El día 19 de noviembre, XXXIII domingo del tiempo ordinario, al finalizar el año litúrgico y previo a la celebración de la fiesta “Jesucristo Rey del Universo”, vamos a celebrar por primera vez la Jornada Mundial de los Pobres, creada y convocada por el Papa Francisco al finalizar el año de la Misericordia con la intención de mostrar a todos la importancia que tienen los pobres para Dios, y por tanto para la Iglesia, y a ellos que se sientan parte principal y protagonista en la misma.
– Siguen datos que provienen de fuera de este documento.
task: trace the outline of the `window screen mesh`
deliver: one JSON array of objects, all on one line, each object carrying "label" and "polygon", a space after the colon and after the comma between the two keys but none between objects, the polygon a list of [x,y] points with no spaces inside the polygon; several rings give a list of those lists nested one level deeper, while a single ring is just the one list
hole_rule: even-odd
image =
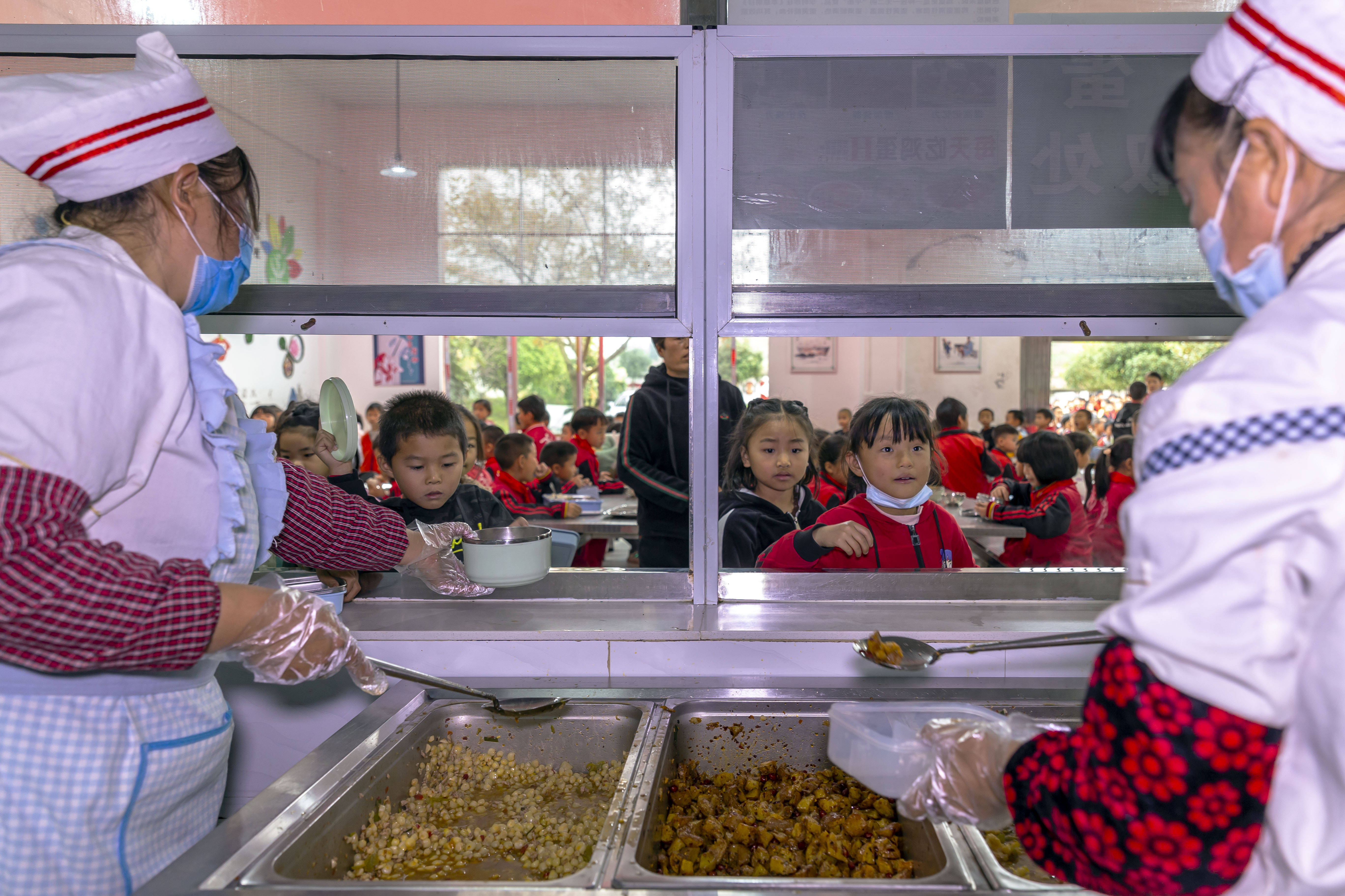
[{"label": "window screen mesh", "polygon": [[734,282],[1208,281],[1150,159],[1190,63],[740,59]]},{"label": "window screen mesh", "polygon": [[[11,56],[0,75],[130,64]],[[672,60],[187,64],[257,168],[265,262],[252,282],[675,282]],[[397,149],[398,67],[416,177],[381,175]],[[0,238],[50,232],[52,207],[0,169]]]}]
El pobre que extiende sus manos hacia nosotros clama nuestra ayuda. No es la compasión o la pena la que ha de mover nuestro corazón, es un hermano que ha sido descartado por la sociedad y que queremos ver sentado en la mesa del Padre acompañado por todos los hermanos movidos por la solidaridad. Por ello esta Jornada tiene como objetivo, “en primer lugar, estimular a los creyentes para que reaccionen ante la cultura del descarte y del derroche, haciendo suya la cultura del encuentro”.
Como dice el Papa Francisco, “Estamos llamados, por lo tanto, a tender la mano a los pobres, a encontrarlos, a mirarlos a los ojos, a abrazarlos, para hacerles sentir el calor del amor que rompe el círculo de soledad. Su mano extendida hacia nosotros es también una llamada a salir de nuestras certezas y comodidades, y a reconocer el valor que tiene la pobreza en sí misma”.
Demos gracias a Dios por haber suscitado en nuestro Arzobispado Castrense hombres y mujeres, que desde su empeño, dedicación, tiempo…, se han puesto al servicio de los pobres mostrando que la vida de los discípulos de Jesús se tiene que manifestar en una fraternidad y solidaridad que se corresponda con su mensaje de amor a todos y preferente por los más pobres como bienaventurados y herederos de Reino de los cielos (cf. Mt, 5,3)
“Hijos míos, no amemos de palabra y de boca, sino de verdad y con obras” (1 Jn 3,18)
Os invito a todos a que el día 19, o durante la semana previa, unidos al Papa y a los pobres, cada una de nuestras comunidades, realice con obras, gestos de fraternidad y solidaridad con aquellos que han de ser preferidos por todos en la Iglesia. Por nuestras obras nos reconocerán.